Sur la légalité de la décision portant obligation de quitter le territoire français :

9. En premier lieu, la décision de refus de séjour n'étant pas entachée d'illégalité, le moyen invoqué par la voie de l'exception à l'encontre de la décision portant obligation de quitter le territoire, tiré de l'illégalité de cette décision, doit être écarté.

10. En second lieu, compte tenu de ce qui a été dit plus haut, le moyen tiré de la méconnaissance des stipulations de l'article 8 de la convention européenne de sauvegarde des droits de l'homme et des libertés fondamentales et le moyen tiré de l'erreur manifeste d'appréciation doivent être écartés.

Sur la légalité de la décision fixant le pays de renvoi :

11. Aux termes de l'article 3 de la convention européenne de sauvegarde des droits de l'homme et des libertés fondamentales : " Nul ne peut être soumis à la torture ni à des peines ou traitements inhumains ou dégradants ".

12. M. A, dont la demande d'asile a successivement été rejetée par l'Office français de protection des réfugiés et des apatrides et la Cour nationale du droit d'asile, qui se borne à faire état, de manière non circonstanciée, de l'existence de risques en cas de retour dans son pays d'origine, n'établit ni la réalité ni l'actualité de ces risques.

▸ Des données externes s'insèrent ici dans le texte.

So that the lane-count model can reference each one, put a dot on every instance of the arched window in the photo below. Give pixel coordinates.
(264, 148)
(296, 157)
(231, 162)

Dès lors, le moyen tiré de la violation de l'article 3 de la convention européenne de sauvegarde des droits de l'homme et des libertés fondamentales doit être écarté.

13. Il résulte de l'ensemble de ce qui précède que les conclusions du requérant tendant à l'annulation de l'arrêté en litige doivent être rejetées, ainsi que, par voie de conséquence, ses conclusions aux fins d'injonction et celles tendant à l'application des dispositions de l'article

L. 761-1 du code de justice administrative.

D E C I D E :

Article 1 : Il n'y a plus lieu de statuer sur la demande d'aide juridictionnelle provisoire.

Article 2 : La requête de M. A est rejetée.

Article 3 : Le présent jugement sera notifié à M. D A et à la préfète du Bas-Rhin. Copie en sera adressée au Ministre de l'Intérieur.

Délibéré après l'audience du 12 janvier 2023, à laquelle siégeaient :

M. Richard, président,

Mme Kalt, première conseillère,

Mme Eymaron, conseillère.

Rendu public par mise à disposition au greffe, le 2 février 2023.

La rapporteure,

L. Kalt

Le président,

M. B

La greffière,

H. CHROAT

La République mande et ordonne à la préfète du Bas-Rhin en ce qui la concerne ou à tous commissaires de justice à ce requis en ce qui concerne les voies de droit commun contre les parties privées, de pourvoir à l'exécution de la présente décision.